Hello everyone. Everything here in Peru is winding down. I am done with classes and currently in the middle of finals week. In this exciting new update to my blog I will discuss the various courses that I have taken here in Peru to give you all a better idea of what to expect should you decide to Study Abroad here in Lima. I will dedicate on post to each class in order to provide you all with a through analysis of each course. In this particular issue, I will discuss Andean Ethnography (Etnografia Andina) with professor J. Ossio.
First off, I will begin by discussing the professor. He is, at least in the world of Peruvian social anthropology, quite the important figure. He received his Ph.D. from Oxford University and has taught as a visiting professor at prestigious universities all over the world. He served as Peru's first Minister of Culture and was a political advisor to two past Peruvian presidents. He worked as a member of an important investigative committee that looked into the killing of 8 journalists by Andean natives during Peru's internal conflict with the Shining Path rebels. His work focuses mainly on the Andean region of Peru and he is extremely knowledgeable about the subject. He is, without a doubt, the most accomplished professor that I have ever had. That being said, I found him a somewhat prickly character. You see, he is very much aware of the fact that he is probably the most important individual in any room at any given moment and is not at all afraid to remind you of it. Furthermore he will not shy away from telling you how fortunate you are to be studying under an individual such as himself (which, in all honesty, is probably true). Furthermore, he will not shy away from criticizing you in front of the entire class if he thinks that your work is subpar. In particular, he seemed to harbor a particular animosity towards Japanese students, whom he berated for their lack of Spanish skills and criticized their countrymen for generally having problems with Spanish (which would make sense seeing how different Japanese and Spanish are). Though he is an incredibly intelligent individual, I was not particularly fond of him or his teaching style.
(Spanish and Japanese)
As for the course it was fairly simple in structure. We attended two lectures a week and our grade consisted of a midterm, a final exam, and a final project. He recommended that we read two books for the course, Yawar Fiesta, a historical fiction over a conflict between local indigenous peoples and the Peruvian government about a traditional festival, and Las Paradojas del Peru Oficial, a book which he himself authored about the duality of Peruvian society. Though I cannot say that I read more that the first to pages of Yawar Fiesta (I did, however, dutifully watch the movie and read the Wikipedia page), it seemed a rather interesting story that illustrated some of the internal conflicts within the nation. I did read the other book and found it essential to my understanding of the dynamics of Peruvian society.
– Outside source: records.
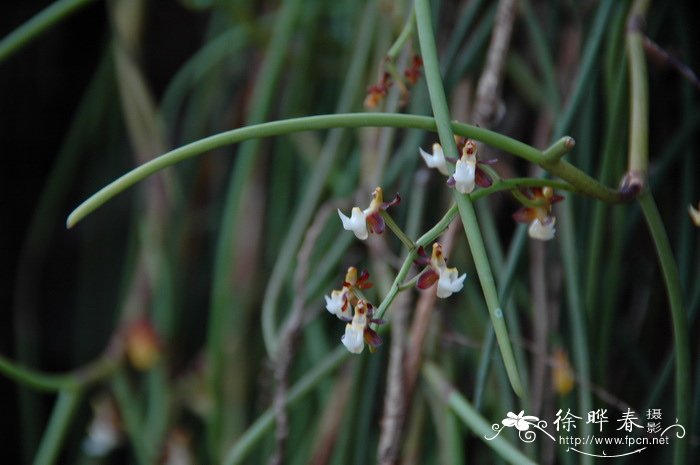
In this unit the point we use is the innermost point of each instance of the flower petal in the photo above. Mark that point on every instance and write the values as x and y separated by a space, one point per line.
525 215
436 159
356 223
465 172
375 223
427 279
372 338
449 282
481 178
353 339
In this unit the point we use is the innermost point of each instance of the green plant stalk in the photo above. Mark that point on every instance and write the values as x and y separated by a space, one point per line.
678 317
133 421
584 184
408 243
457 39
59 423
590 55
264 424
443 390
577 316
506 278
316 183
79 379
542 54
404 36
598 223
221 320
639 93
488 286
38 24
464 203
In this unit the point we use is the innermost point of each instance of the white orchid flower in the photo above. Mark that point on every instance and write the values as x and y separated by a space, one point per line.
449 282
542 230
436 159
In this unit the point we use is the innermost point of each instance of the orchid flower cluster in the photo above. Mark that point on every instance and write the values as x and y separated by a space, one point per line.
539 215
377 92
468 174
342 302
349 303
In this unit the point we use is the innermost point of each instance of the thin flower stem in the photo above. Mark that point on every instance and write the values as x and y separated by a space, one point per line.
133 419
639 95
57 429
40 23
559 149
423 241
222 322
317 182
587 68
465 205
678 317
397 230
403 37
80 378
471 418
265 422
410 283
584 184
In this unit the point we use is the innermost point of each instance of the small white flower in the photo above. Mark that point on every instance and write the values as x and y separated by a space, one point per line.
465 172
449 282
353 338
336 302
694 214
436 159
542 230
357 223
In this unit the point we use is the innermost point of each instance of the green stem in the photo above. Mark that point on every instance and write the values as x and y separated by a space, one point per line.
583 183
559 149
464 203
639 94
588 60
678 316
488 286
223 321
316 183
41 22
397 230
133 420
403 37
59 423
81 378
577 315
443 390
410 283
423 241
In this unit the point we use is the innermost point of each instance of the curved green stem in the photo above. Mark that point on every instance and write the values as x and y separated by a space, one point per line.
256 432
316 182
66 405
584 184
444 391
639 93
464 203
408 243
78 379
404 35
678 316
38 24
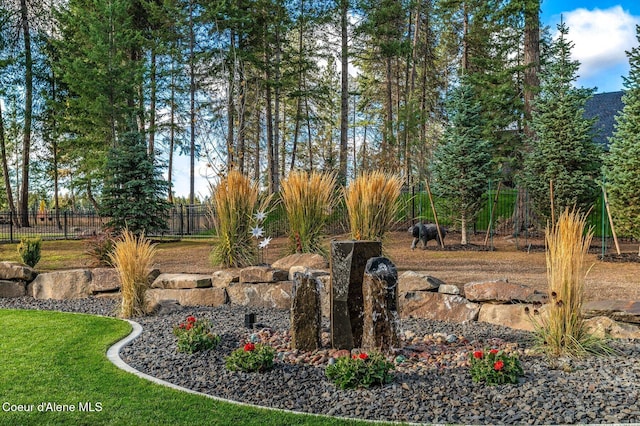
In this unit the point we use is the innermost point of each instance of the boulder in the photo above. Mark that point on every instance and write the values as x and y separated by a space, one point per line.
437 306
497 291
14 271
12 289
72 284
604 327
263 274
308 260
182 281
417 281
265 295
223 278
518 316
104 280
187 297
618 310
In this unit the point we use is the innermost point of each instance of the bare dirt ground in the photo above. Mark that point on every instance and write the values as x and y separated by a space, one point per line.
605 280
510 260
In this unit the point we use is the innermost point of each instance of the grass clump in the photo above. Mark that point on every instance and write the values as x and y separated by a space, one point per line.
562 331
372 204
29 250
132 256
308 199
235 199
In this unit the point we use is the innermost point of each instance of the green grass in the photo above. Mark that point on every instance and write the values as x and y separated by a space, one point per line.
61 358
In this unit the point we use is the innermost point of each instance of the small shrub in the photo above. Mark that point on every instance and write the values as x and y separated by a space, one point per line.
372 204
195 335
495 367
29 250
308 199
251 357
100 246
360 371
132 257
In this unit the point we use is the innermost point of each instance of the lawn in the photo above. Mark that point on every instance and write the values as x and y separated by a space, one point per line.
53 360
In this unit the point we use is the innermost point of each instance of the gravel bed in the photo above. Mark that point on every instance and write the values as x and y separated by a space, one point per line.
435 389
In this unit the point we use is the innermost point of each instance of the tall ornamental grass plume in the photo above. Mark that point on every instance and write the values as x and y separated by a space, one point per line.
372 204
563 331
308 199
132 257
234 202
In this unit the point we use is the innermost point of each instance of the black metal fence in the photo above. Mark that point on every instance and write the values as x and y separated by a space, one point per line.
195 221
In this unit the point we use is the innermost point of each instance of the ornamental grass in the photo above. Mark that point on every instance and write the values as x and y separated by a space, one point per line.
308 199
132 256
562 331
372 204
234 201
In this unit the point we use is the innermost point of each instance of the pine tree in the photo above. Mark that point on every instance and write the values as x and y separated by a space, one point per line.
563 155
134 189
622 164
462 164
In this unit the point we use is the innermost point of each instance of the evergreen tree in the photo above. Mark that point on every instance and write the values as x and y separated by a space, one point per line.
622 164
133 189
562 149
462 164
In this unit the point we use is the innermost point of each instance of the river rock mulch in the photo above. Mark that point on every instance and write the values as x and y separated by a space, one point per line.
431 381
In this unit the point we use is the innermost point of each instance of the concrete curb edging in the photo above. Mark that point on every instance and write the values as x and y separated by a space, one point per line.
113 354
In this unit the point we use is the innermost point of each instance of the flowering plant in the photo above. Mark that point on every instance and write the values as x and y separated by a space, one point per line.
495 367
195 335
251 357
362 370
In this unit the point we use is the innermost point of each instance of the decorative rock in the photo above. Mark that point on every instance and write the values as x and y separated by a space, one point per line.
305 313
104 280
380 294
224 278
72 284
262 274
604 327
418 281
188 297
449 289
307 260
618 310
181 281
12 289
16 271
438 306
348 260
497 291
516 316
267 295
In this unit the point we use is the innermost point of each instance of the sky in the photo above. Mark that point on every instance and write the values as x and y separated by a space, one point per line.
601 30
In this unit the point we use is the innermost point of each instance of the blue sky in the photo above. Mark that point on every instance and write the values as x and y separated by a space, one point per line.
602 30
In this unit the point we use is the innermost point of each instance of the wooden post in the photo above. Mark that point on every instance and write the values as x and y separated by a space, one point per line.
493 209
435 215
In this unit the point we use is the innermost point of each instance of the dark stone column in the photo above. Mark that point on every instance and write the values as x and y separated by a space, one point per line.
380 293
306 315
348 260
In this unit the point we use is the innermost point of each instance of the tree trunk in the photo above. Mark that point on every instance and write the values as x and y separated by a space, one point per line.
344 93
28 111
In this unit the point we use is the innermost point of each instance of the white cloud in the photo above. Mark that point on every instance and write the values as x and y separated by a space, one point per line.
601 37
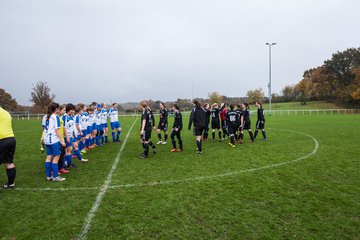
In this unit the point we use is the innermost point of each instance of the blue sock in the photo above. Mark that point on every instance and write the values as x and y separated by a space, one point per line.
55 169
48 169
113 136
69 160
78 154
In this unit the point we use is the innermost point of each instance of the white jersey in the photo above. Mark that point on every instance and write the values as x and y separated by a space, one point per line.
98 117
91 120
77 123
104 114
113 115
50 126
69 125
84 118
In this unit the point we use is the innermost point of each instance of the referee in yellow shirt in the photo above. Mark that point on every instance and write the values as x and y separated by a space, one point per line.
7 147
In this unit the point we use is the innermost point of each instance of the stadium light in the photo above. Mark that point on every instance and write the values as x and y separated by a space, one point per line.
270 44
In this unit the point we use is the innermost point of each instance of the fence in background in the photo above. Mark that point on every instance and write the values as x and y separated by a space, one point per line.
28 116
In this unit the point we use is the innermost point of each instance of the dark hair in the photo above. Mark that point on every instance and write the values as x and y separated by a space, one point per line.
176 107
69 107
197 103
51 109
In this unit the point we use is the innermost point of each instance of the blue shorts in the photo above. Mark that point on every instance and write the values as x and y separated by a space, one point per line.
70 143
115 125
99 128
53 149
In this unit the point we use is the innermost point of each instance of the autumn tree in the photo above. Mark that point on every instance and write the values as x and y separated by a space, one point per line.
41 96
215 97
6 101
255 95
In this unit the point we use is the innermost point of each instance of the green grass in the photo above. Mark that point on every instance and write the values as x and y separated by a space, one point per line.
299 106
317 198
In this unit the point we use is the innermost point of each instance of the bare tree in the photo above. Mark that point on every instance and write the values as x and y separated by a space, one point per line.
41 96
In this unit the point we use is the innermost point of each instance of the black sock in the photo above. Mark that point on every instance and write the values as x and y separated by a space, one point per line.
251 136
256 132
152 145
11 175
146 149
232 138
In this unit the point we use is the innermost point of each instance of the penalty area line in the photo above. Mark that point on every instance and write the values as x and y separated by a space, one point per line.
103 190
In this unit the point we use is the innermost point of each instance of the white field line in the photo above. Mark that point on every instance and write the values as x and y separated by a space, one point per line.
198 178
103 189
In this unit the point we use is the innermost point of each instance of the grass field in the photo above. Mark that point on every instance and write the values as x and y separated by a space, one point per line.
285 188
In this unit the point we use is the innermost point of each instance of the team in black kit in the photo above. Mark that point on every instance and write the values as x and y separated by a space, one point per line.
228 122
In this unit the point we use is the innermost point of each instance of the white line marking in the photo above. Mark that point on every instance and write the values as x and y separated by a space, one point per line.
199 178
103 190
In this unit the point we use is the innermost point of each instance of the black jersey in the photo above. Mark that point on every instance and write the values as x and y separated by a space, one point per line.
148 117
261 116
215 114
207 116
246 113
164 115
232 118
178 120
197 117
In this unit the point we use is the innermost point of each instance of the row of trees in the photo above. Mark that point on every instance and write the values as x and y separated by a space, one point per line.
337 80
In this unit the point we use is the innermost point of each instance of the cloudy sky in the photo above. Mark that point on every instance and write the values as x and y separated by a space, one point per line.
117 50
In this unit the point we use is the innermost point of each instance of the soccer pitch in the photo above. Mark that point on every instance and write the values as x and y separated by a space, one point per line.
303 183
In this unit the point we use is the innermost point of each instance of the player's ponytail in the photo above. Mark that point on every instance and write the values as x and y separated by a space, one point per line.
51 109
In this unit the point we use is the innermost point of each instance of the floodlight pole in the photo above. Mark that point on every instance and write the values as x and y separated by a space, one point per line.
270 44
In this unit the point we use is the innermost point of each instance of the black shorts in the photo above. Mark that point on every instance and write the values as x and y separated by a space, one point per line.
198 131
147 135
215 125
247 126
260 125
162 127
7 150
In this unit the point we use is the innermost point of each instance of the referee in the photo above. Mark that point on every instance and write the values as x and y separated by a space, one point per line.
7 147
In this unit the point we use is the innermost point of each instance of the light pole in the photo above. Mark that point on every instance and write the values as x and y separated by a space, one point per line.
270 44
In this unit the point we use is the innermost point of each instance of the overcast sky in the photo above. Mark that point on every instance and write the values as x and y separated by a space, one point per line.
120 51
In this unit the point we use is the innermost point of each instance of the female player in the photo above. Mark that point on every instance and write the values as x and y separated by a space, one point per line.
146 128
197 117
7 147
247 121
53 143
114 123
163 123
232 120
207 121
215 121
176 131
260 123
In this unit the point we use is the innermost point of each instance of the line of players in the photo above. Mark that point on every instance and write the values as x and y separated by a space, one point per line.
229 123
69 131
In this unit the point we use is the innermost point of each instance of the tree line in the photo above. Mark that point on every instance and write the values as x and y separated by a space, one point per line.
337 80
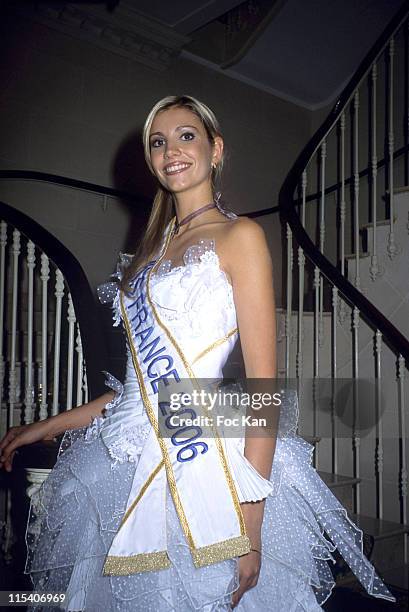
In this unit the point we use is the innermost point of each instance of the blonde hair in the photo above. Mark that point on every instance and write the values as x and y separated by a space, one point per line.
163 208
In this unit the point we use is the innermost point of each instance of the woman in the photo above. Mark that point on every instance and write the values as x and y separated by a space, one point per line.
132 518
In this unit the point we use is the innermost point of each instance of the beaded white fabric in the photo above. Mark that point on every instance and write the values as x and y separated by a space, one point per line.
76 512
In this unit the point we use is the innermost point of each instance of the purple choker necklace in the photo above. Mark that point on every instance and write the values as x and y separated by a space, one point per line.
191 216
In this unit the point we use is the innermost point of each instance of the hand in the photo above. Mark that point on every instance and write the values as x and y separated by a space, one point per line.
21 435
249 570
250 564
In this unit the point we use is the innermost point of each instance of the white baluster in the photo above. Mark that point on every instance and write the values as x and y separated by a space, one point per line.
71 323
316 355
301 269
356 441
12 376
334 376
356 187
288 316
374 268
316 320
379 428
403 474
322 239
80 364
342 312
3 243
45 276
29 391
392 247
85 384
59 294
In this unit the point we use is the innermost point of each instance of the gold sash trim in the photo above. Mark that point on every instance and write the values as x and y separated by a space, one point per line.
141 492
215 344
214 553
145 562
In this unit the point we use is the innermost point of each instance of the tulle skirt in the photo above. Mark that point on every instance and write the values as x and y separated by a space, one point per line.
76 512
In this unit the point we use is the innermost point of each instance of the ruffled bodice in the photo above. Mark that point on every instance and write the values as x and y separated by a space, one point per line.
195 302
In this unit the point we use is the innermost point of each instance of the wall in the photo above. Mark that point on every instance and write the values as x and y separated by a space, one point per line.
70 108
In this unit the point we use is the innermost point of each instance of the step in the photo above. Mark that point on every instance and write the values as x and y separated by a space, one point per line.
362 255
387 538
311 439
398 577
383 223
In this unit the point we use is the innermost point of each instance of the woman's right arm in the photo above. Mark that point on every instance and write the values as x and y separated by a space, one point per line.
47 429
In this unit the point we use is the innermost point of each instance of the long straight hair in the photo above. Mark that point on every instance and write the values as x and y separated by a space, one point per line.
163 207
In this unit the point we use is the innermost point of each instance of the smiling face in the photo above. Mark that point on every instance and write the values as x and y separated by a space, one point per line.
181 153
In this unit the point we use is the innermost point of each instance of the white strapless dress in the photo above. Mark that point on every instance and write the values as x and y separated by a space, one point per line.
76 513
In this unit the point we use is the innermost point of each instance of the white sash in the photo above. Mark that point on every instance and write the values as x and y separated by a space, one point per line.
196 471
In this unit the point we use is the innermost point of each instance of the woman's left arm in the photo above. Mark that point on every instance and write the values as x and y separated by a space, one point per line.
249 265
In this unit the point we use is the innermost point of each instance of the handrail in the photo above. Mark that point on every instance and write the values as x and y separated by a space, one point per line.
46 177
56 179
93 340
287 204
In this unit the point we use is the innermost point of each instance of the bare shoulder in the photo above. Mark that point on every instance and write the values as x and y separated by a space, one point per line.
244 245
246 230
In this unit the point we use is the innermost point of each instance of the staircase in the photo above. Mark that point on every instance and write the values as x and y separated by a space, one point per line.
343 337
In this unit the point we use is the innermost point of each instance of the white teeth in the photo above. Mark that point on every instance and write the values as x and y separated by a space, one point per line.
175 168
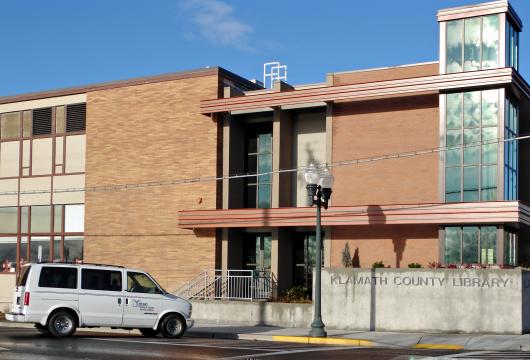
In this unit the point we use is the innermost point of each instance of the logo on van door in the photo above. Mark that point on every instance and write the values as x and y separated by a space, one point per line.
143 306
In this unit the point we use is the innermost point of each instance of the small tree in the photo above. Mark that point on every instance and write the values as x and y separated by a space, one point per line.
346 256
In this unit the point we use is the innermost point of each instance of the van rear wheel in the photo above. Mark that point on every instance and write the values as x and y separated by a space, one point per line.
147 332
62 324
42 329
173 326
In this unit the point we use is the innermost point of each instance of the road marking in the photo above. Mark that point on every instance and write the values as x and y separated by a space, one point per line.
289 352
186 344
323 341
439 346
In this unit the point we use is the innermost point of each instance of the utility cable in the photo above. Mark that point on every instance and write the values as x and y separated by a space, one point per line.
400 155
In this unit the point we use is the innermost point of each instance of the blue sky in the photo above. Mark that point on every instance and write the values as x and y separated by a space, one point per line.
58 43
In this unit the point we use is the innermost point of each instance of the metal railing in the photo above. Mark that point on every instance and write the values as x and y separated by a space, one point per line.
230 285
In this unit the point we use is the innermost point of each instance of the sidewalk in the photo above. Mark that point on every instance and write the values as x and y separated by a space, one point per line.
348 338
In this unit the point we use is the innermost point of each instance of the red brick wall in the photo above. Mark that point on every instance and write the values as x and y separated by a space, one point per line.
146 133
379 127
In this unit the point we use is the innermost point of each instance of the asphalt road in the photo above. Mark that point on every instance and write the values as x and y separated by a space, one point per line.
28 344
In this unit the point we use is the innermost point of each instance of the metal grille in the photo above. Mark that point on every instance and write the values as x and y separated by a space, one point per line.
75 117
42 121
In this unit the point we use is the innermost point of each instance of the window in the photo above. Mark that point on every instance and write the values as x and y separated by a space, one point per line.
39 245
41 219
472 44
42 121
103 280
258 161
512 46
470 245
10 125
8 220
74 219
75 117
73 248
41 157
141 283
511 150
510 247
8 253
58 277
472 146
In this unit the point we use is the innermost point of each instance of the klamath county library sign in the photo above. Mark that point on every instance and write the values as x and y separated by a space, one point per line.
485 300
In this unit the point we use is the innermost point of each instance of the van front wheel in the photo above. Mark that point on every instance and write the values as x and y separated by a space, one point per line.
62 324
149 332
173 326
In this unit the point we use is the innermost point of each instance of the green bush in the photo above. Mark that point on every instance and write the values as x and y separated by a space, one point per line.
378 264
415 266
297 294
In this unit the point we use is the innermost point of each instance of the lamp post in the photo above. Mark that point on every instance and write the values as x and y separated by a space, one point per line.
318 184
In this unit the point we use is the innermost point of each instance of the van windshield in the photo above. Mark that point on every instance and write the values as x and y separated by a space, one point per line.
23 277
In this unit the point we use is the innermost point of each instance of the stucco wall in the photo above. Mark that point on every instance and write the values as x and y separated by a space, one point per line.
489 301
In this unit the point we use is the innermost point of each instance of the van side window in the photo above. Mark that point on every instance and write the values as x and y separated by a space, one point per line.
141 283
58 277
105 280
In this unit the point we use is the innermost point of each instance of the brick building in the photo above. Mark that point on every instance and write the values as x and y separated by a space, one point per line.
446 191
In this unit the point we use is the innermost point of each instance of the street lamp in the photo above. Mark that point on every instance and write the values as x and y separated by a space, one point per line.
319 184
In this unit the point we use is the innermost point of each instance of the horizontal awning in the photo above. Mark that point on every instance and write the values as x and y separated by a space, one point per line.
494 212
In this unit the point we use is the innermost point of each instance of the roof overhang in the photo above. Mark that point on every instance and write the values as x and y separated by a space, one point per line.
494 212
325 94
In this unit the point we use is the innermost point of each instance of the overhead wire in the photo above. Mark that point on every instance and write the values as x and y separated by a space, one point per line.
192 180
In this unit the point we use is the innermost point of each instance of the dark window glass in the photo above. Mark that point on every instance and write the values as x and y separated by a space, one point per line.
42 121
75 117
58 277
23 277
141 283
105 280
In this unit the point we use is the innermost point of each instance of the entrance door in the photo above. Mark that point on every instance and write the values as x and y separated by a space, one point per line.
304 255
257 252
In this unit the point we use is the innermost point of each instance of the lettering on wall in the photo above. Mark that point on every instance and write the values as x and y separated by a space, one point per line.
424 280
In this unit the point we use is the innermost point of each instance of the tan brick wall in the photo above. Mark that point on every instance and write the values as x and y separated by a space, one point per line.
394 73
395 245
146 133
379 127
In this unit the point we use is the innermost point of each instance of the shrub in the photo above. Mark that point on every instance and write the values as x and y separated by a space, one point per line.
297 294
378 264
435 265
346 256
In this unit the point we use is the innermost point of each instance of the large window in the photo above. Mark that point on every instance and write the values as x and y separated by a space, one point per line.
472 44
472 120
258 161
58 277
470 245
102 280
44 232
52 141
511 150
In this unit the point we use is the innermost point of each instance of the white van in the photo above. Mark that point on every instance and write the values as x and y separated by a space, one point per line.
58 298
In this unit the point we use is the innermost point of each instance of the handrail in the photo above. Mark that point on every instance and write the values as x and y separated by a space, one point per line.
230 284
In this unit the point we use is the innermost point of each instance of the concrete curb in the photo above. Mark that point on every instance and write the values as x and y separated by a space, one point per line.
389 341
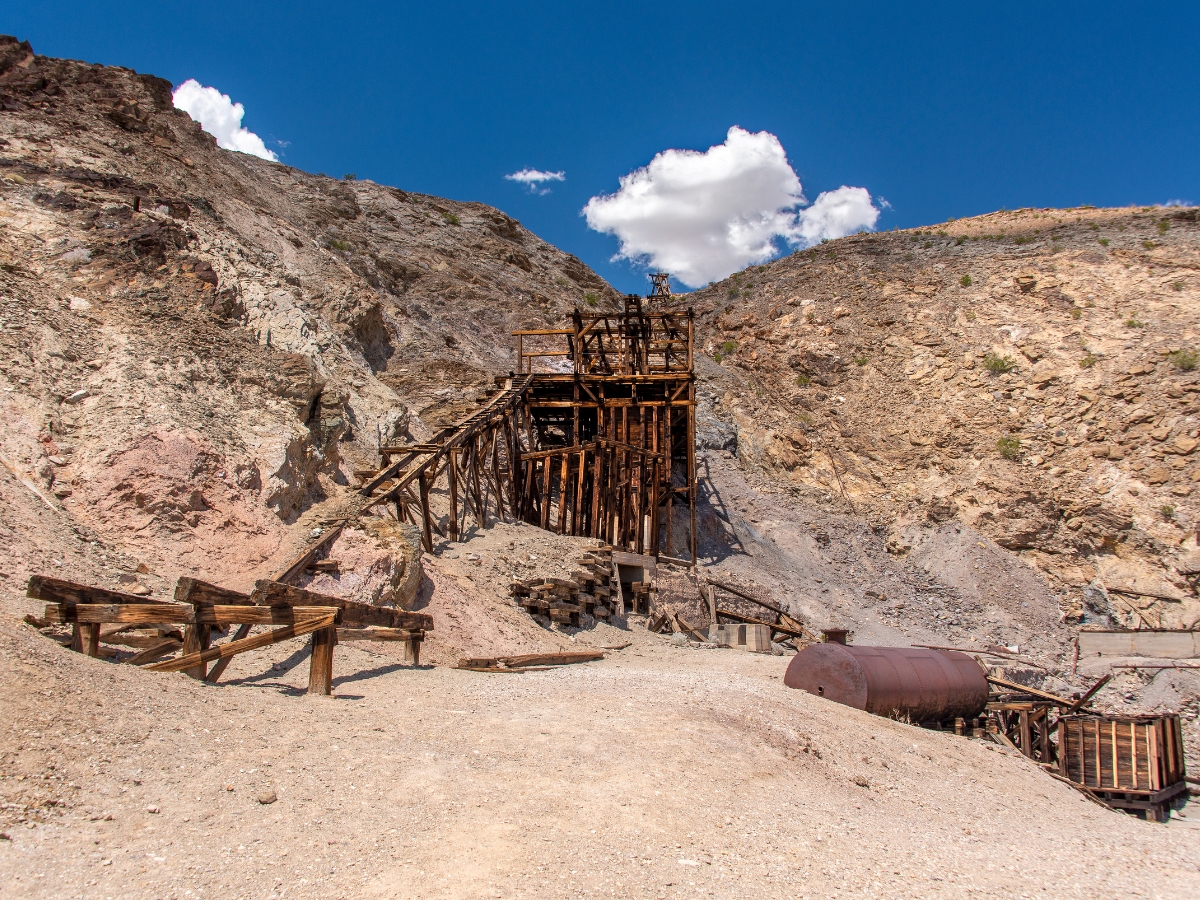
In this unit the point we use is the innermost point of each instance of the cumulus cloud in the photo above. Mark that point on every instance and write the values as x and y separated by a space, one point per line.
533 179
221 118
705 215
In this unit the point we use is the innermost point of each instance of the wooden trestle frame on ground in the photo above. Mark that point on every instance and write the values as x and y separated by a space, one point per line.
594 436
203 609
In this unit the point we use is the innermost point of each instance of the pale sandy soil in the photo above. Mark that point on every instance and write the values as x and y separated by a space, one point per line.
659 772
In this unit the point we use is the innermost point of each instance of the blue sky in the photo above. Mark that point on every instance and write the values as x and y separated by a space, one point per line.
942 109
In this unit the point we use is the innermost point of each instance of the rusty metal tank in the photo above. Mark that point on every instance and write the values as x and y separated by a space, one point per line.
897 682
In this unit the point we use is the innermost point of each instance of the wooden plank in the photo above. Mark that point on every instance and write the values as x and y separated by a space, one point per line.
192 591
184 615
221 665
751 621
250 643
1091 693
154 652
269 593
378 634
89 636
300 563
196 640
57 591
1012 685
564 658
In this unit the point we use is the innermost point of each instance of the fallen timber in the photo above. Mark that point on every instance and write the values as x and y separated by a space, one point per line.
202 607
528 661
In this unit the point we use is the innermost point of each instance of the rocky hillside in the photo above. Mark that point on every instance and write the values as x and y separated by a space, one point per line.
1031 373
197 345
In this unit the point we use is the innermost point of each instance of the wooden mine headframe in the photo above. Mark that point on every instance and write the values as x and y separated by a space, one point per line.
593 436
613 429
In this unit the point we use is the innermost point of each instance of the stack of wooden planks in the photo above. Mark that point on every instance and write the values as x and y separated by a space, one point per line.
205 611
589 592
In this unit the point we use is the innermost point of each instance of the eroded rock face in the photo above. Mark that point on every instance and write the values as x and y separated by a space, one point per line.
221 340
379 562
1032 373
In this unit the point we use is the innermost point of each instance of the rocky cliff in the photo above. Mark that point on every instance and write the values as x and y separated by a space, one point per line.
1032 373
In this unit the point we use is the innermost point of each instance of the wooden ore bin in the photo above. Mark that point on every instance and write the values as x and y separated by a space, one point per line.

As for the classes themselves they were fairly uneventful. They largely consisted of the professor standing at the front of the room and with a PowerPoint and taking to the class about some facts of Andean society or history (as well as educating us about his own numerous accomplishments in the world of Andean anthropology). Overall the classes were somewhat dry. The tests were quite hard and often featured questions over topics that were only briefly mentioned in class but appeared in one of the many online articles that he posted throughout the semester or one of the books.
Overall, unless you really are fascinated by the Andes and its population, or are a huge personal fan of Professor Ossio, I would not really recommend taking this course. Though highly informative, it was one of the more difficult classes that I have taken here, and I also did not find it particularly enjoyable.